Kushner responded Wednesday, writing that “there are thoughtful points but journalists, even those who work for me at the Observer, are not always right.”
“In my opinion, accusations like ‘racist’ and ‘anti-Semite’ are being thrown around with a carelessness that risks rendering these words meaningless,” Kushner wrote.
“If even the slightest infraction against what the speech police have deemed correct speech is instantly shouted down with taunts of ‘racist’ then what is left to condemn the actual racists?” he wrote. “What do we call the people who won’t hire minorities or beat others up for their religion?”
Kushner wrote of his grandmother’s escape from the Holocaust, and how she met his grandfather — who’d lived in a hole he’d dug in the woods to hide from Nazis for three years.
“I go into these details, which I have never discussed, because it’s important to me that people understand where I’m coming from when I report that I know the difference between actual, dangerous intolerance versus these labels that get tossed around in an effort to score political points,” he wrote.
“The difference between me and the journalists and Twitter throngs who find it so convenient to dismiss my father in law is simple.

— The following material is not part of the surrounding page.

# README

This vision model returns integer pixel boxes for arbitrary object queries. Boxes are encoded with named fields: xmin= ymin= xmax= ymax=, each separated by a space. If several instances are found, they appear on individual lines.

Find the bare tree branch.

I know him and they don’t.”
The 35-year-old publisher has been married to Trump’s daughter, Ivanka, who converted to Judaism before their wedding, since 2009. As the presumptive Republican nominee’s campaign has progressed, Kushner’s influence within its often muddled hierarchy has grown. A recent New York Times profile described him in its headline as the candidate’s “quiet fixer.”
“The fact is that my father in law is an incredibly loving and tolerant person who has embraced my family and our Judaism since I began dating my wife. His support has been unwavering and from the heart. I have personally seen him embrace people of all racial and religious backgrounds, at his companies and in his personal life,” Kushner wrote.
Schwartz sat down Wednesday with CNN’s Alisyn Camerota to explain why she addressed the issue to Kushner, whose publishing company owns the Observer. The letter was posted Tuesday on the Observer’s website.
The presumptive GOP presidential nominee set off a firestorm last weekend by tweeting a graphic of Hillary Clinton that featured a six-point star evoking the Star of David and a pile of cash with the words “most corrupt candidate ever.”
“It was a personal issue,” Schwartz, an entertainment writer, told CNN’s “New Day.” “I responded immediately because I saw it as an anti-Semitic issue.”
Schwartz has never met Kushner but said she hoped her letter would compel him as a Trump adviser to take action. Kushner is Jewish and is married to Trump’s daughter, Ivanka, who converted to Judaism.
“You went to Harvard, and hold two graduate degrees,” Schwartz wrote in her letter. “Please do not condescend to me and pretend you don’t understand the imagery of a six-sided star when juxtaposed with money and accusations of financial dishonesty.”
Responding to criticism, Kushner had initially issued a statement calling his father-in-law “incredibly loving and a tolerant person,” adding that he has personally seen Trump embrace people of diverse backgrounds.
But Schwartz said Kushner’s response skirted the issue at hand.
“The issue isn’t whether Donald Trump as an individual is anti-Semitic,” Schwartz told Camerota. “The question is whether his supporters are and whether he’s encouraging that, and the answer is absolutely and unequivocally yes.”
After initially taking to Twitter to voice her concerns, Schwartz said she too faced a backlash, with many targeting her Judaism.
“I can’t imagine he could see the type of tweets I’m getting and think that’s the type of country we want to live in, and that’s what his father-in-law brings out in people.”
Neither Trump nor his campaign apologized for the tweet but deleted the original post and uploaded an edited graphic with a circle instead of the six-pointed star.
Commenting about the controversy on Twitter, Trump blamed what he called the “dishonest media” for misinterpreting the image.
“He’s blaming people like me for reading too much into it,” Schwartz said. “I feel so silly and really ashamed that we’re in an election where asking a candidate to disavow white supremacists is something we have to say.”